Validation accuracy not increasing in multiple gpu but is fine when trained in single gpu

I am training a Deep complex network. The Complex convolution, complex batch normalization etc are used from this repo.(https://github.com/wavefrontshaping/complexPyTorch). I am observing a unique problem which is that when I am training the model on 2 gpus(Titan RTX), The training accuracy is increasing where as the validation accuracy is stuck at around 17%. The same model is showing good validation accuracy (accuracy increasing with training ) when trained at single gpu.

I tried an experiment where I used a model from torchvision and tested on multiple gpu.

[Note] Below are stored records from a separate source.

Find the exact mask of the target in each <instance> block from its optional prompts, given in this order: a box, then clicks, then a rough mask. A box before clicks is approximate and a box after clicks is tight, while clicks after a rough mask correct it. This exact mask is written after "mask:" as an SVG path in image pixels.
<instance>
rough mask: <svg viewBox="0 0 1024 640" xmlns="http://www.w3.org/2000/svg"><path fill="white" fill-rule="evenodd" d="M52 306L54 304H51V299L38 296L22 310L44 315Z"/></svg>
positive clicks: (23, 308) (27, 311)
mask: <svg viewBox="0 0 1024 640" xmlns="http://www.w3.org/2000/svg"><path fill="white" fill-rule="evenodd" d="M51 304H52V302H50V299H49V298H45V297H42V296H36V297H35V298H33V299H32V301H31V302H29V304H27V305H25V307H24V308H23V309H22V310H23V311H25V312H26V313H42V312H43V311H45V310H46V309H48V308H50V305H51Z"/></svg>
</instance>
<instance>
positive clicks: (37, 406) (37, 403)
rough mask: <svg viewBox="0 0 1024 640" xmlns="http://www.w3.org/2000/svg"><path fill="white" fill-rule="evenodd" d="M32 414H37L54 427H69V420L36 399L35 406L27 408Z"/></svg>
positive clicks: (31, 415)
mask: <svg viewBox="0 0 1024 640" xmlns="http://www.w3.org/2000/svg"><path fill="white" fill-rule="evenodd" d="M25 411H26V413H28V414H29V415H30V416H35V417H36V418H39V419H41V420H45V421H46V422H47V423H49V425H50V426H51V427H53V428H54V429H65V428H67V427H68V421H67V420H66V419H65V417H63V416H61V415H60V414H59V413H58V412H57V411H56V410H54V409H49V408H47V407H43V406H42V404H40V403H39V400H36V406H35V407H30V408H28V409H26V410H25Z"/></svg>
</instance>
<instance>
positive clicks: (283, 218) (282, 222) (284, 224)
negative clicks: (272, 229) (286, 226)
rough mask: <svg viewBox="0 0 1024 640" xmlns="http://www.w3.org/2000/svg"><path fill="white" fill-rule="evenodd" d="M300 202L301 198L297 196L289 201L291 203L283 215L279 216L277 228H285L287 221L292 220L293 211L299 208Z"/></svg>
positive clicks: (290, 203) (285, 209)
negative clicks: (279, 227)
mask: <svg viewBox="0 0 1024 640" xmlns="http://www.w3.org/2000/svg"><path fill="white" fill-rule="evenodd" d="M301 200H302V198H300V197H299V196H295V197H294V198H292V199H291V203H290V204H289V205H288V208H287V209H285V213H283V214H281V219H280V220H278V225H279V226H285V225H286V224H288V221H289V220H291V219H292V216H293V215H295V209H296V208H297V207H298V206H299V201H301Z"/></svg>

It worked fine.
For the multiple GPU I am changing only one line

model=nn.DataParallel(complex_model)

I suspect that there might be a issue with parallel computation and complex network.
The tentative code is given below

  model=nn.DataParallel(complex_model)
  criterion = nn.CrossEntropyLoss()
  optimizer = torch.optim.Adam(model.parameters(), lr=0.001)
    for j in range(epoch):
        model.train()
        total=0
        correct=0
        for i,(real,imag, label) in enumerate(training_dataset_loader):
            real = real.cuda().float()
            imag = imag.cuda().float()
            label = label.cuda()
            label = label.view(-1).long()
            optimizer.zero_grad()
            outputs = model(real,imag)
            loss = criterion(outputs, label)
            print('iteration  == %d  epoch  == %d   loss  == %f '%(i+1,j+1,loss))
            loss.backward()
            optimizer.step()
            softmax = nn.Softmax(dim=1)
            outputs=softmax(outputs)
            _, predicted = torch.max(outputs.data, 1)
            total += label.size(0)
            correct += (predicted == label).sum().item()
        print('Accuracy of training set after %d epoch is %f ' % ((j + 1, correct / total * 100)))
        model.eval()
        num_total = 0
        total=0
        correct=0
        for i, (real,imag, label) in enumerate(validation_dataset_loader):
            real = real.cuda().float()
            imag = imag.cuda().float()
            label = label.cuda()
            label = label.view(-1).long()
            optimizer.zero_grad()
            outputs = model(real,imag)

            softmax = nn.Softmax(dim=1)
            outputs = softmax(outputs)
            _, predicted = torch.max(outputs.data, 1)
            total += label.size(0)
            correct += (predicted == label).sum().item()
        print('Accuracy of validation set after %d epoch is %f '% ((j+1,correct/total*100)))

for the input i am giving an spectrogram after separating real and imaginary part.
Am I missing something while using multiple gpus?